Quando tutto questo sarà finito, pensa che si sentirà di più il bisogno dell’arte e la figura dell’artista sarà maggiormente valorizzata nella società?
“Cosa accadrà alla fine di questo incubo è impossibile dire. Ne usciremo cambiati, in parte ansiosi di ricominciare, in parte forse arrugginiti; ci troveremo in un mondo nuovo, diverso, sulle prime indecifrabile; in parte saremo migliorati, in parte… chissà?”.
Cosa ha perso l’umanità durante il buio dell’arte e della cultura?
“Con questa pandemia l’umanità ha perso tante cose importanti, primarie: le vite innanzitutto, il lavoro, il viaggio, la ritualità pubblica. E ha perso il Teatro. Quel momento sociale in cui le persone si accomunano emotivamente, in una ritualità fatta di carne e ossa”.

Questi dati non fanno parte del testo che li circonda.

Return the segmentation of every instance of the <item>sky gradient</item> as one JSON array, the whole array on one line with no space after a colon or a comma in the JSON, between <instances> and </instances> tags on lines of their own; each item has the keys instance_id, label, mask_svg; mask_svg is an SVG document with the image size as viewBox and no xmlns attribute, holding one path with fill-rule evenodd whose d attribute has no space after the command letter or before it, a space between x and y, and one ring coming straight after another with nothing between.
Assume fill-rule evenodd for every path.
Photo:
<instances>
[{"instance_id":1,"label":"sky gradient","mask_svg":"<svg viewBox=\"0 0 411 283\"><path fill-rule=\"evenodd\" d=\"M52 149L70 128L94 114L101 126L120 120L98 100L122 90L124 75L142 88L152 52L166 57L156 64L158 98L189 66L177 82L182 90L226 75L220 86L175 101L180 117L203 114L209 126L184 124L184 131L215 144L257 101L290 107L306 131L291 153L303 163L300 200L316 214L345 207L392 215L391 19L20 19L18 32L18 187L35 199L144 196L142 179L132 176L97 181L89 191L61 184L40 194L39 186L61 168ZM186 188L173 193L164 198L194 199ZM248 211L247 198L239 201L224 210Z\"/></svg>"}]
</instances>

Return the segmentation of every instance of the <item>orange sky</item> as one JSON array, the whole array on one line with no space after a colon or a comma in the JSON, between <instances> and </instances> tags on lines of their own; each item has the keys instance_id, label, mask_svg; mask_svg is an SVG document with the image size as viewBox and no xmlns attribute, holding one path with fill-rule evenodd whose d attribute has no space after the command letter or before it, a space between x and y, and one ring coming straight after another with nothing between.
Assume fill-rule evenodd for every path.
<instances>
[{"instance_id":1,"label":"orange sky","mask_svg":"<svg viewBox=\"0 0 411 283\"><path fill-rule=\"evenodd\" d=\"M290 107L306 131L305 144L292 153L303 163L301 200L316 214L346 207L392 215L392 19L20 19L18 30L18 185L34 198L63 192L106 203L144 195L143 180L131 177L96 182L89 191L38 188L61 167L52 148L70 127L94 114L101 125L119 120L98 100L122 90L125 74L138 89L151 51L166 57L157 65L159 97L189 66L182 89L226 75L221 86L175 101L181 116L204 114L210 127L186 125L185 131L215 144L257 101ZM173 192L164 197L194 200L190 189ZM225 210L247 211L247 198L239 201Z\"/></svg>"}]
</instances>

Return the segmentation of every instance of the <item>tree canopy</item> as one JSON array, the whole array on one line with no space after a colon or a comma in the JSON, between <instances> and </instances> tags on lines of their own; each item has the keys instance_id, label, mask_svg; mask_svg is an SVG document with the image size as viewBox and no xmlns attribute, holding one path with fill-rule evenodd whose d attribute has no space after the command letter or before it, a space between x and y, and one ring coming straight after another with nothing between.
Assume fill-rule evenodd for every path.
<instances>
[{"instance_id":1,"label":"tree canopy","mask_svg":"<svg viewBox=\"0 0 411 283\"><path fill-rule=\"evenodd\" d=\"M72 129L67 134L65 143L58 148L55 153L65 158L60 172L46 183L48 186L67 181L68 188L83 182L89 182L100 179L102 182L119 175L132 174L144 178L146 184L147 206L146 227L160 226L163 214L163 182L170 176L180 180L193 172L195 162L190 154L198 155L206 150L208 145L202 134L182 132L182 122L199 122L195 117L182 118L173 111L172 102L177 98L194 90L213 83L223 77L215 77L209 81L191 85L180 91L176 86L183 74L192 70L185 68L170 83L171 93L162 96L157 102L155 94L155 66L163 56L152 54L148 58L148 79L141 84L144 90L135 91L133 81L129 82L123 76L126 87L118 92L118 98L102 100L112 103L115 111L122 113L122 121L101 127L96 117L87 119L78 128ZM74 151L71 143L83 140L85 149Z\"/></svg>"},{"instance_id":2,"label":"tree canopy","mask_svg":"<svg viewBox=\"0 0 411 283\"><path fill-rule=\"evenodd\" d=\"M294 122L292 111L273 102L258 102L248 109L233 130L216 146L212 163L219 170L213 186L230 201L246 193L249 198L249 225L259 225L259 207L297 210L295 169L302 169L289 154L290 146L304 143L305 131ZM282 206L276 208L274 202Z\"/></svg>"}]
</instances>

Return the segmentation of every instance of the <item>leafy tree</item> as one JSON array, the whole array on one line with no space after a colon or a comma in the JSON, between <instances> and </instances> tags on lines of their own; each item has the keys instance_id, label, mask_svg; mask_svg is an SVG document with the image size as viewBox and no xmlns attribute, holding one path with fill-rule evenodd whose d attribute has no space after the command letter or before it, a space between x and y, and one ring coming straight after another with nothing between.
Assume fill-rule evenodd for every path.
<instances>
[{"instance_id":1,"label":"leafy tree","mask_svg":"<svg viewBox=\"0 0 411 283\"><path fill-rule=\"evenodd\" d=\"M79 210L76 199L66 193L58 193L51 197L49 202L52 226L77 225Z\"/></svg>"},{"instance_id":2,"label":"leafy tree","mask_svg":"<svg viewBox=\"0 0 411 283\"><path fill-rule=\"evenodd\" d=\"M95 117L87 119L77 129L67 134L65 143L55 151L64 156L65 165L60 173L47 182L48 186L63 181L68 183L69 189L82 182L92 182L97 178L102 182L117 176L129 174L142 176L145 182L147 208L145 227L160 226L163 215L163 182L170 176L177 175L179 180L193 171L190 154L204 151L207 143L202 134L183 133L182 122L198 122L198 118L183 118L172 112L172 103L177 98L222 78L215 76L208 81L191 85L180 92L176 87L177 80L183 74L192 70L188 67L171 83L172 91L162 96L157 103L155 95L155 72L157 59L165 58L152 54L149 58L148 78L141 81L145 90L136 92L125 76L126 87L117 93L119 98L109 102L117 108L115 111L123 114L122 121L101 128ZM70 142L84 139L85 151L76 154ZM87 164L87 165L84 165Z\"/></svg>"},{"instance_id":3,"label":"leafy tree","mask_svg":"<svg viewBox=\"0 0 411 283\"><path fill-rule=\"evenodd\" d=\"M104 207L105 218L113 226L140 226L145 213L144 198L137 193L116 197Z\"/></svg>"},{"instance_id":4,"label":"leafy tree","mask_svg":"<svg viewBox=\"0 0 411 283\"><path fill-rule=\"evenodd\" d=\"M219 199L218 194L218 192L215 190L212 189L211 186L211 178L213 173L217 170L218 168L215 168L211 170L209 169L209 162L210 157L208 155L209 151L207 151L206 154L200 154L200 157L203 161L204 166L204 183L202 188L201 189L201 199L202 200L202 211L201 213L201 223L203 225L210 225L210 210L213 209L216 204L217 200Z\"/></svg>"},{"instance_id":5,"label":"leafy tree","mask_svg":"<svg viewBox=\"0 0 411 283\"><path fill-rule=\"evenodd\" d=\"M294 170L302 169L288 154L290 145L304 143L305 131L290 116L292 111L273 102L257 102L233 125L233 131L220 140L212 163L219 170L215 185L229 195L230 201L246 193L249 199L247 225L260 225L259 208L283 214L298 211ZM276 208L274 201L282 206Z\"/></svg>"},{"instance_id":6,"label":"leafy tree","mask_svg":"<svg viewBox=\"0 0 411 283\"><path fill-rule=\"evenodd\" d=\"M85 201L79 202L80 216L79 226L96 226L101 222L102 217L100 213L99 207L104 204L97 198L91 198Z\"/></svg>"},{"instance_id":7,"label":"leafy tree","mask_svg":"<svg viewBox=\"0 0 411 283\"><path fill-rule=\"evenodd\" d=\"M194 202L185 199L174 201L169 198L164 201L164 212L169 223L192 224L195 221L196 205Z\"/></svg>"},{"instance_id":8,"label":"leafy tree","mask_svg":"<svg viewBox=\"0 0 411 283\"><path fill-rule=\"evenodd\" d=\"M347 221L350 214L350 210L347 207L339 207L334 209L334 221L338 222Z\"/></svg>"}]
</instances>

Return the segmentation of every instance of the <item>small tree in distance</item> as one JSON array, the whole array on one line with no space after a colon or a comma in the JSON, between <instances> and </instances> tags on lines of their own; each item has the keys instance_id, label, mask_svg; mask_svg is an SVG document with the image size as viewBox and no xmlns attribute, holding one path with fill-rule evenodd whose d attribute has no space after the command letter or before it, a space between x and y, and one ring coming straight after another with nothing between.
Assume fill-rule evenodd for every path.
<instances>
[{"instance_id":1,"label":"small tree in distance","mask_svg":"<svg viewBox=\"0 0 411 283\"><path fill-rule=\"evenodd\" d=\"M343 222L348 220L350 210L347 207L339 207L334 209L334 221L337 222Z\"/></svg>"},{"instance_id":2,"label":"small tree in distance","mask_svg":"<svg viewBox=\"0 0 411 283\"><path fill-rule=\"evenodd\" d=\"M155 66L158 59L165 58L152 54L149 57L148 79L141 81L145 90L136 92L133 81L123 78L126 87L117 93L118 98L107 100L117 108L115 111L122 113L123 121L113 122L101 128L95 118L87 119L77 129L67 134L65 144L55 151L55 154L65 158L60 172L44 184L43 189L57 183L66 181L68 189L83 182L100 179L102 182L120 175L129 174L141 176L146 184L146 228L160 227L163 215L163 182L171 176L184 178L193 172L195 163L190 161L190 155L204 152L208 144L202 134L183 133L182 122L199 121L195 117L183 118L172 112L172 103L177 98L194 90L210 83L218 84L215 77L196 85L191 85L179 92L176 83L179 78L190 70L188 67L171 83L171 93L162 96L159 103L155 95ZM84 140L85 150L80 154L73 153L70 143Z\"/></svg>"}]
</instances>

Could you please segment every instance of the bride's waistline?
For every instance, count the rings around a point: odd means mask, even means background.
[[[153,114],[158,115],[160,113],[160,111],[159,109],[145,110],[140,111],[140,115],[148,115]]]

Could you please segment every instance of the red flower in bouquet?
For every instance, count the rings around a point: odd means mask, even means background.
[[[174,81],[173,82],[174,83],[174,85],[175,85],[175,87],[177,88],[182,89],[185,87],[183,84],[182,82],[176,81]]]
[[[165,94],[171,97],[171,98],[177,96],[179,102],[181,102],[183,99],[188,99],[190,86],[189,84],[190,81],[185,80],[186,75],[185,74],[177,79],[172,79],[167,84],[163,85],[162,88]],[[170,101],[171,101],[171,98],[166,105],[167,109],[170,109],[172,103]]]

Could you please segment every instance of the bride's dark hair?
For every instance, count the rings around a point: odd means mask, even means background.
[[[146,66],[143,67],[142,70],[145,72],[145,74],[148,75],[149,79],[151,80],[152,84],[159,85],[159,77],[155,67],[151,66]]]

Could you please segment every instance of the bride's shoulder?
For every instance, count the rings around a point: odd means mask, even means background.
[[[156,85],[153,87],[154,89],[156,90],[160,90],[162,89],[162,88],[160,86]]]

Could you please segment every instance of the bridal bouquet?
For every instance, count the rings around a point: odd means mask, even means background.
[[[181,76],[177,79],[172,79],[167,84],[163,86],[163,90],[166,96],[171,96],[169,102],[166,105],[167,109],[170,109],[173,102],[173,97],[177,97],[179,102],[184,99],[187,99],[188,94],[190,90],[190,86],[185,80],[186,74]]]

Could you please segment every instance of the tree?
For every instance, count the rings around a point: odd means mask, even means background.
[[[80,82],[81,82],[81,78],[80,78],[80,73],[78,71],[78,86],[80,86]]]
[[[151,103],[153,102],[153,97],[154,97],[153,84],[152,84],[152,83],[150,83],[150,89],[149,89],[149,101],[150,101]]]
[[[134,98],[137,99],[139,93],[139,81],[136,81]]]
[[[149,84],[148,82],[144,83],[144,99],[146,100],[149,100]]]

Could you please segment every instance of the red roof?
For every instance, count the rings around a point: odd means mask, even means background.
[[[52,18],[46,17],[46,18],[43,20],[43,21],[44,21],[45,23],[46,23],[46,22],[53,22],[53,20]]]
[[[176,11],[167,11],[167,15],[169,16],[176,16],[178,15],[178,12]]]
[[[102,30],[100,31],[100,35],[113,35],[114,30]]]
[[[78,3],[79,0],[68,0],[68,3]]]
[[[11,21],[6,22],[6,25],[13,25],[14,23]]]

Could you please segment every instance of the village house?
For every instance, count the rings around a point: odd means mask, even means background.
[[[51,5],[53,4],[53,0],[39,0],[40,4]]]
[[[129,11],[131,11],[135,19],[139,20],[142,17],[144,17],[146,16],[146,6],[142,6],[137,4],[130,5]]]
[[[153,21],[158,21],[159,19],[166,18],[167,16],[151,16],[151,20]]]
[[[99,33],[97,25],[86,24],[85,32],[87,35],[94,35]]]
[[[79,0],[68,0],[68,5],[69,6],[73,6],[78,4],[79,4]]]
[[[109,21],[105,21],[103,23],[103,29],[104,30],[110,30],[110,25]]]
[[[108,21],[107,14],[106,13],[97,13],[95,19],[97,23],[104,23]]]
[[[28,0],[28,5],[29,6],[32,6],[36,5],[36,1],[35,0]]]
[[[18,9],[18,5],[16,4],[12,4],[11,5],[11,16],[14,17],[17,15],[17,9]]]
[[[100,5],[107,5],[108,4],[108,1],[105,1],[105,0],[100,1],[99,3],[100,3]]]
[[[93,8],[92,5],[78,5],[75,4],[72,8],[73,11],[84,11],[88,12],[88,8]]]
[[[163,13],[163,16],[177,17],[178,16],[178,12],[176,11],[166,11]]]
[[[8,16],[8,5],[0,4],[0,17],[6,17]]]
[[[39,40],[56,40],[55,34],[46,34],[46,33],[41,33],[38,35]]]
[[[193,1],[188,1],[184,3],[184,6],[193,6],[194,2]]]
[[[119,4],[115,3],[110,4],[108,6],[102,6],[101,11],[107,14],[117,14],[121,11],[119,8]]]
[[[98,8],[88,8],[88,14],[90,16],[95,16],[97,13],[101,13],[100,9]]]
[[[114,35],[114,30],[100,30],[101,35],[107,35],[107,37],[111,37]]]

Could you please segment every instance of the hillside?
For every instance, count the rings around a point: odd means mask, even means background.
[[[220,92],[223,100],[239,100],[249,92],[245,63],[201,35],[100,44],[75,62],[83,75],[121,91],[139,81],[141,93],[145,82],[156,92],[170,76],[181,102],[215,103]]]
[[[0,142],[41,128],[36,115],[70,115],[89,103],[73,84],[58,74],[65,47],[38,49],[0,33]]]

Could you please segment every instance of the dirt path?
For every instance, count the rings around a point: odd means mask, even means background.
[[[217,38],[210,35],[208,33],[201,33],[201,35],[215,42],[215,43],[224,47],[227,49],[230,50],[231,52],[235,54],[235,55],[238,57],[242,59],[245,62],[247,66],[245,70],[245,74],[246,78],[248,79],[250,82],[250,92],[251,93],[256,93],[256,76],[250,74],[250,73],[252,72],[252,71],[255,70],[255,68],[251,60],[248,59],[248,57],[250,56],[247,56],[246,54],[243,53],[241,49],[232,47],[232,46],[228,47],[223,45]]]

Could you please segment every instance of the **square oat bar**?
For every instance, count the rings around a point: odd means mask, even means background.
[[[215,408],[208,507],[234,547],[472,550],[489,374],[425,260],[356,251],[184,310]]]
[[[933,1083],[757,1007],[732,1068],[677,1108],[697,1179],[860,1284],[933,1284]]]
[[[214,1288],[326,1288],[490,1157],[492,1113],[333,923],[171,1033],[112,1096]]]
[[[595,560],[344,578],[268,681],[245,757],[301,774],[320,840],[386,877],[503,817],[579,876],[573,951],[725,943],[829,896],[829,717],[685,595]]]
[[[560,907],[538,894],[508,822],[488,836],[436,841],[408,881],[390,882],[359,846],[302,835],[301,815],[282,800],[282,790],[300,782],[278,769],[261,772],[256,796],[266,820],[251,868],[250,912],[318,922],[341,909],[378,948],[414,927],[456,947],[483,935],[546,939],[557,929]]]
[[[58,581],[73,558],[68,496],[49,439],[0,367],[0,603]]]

Come si prepara alla ripresa dell’attività a pieno regime? Nuovi progetti?
“Sto lavorando a un’Opera di struttura classica, col tenore, il soprano, il mezzo soprano, il baritono, il basso, il coro, l’orchestra, le scene e i costumi. Se il cielo ci assiste, dovrebbe andare in scena a gennaio 2022, a Trieste. Con la sala, spero, affollata, assembrata. Senza assembramento non ci può essere vero teatro”.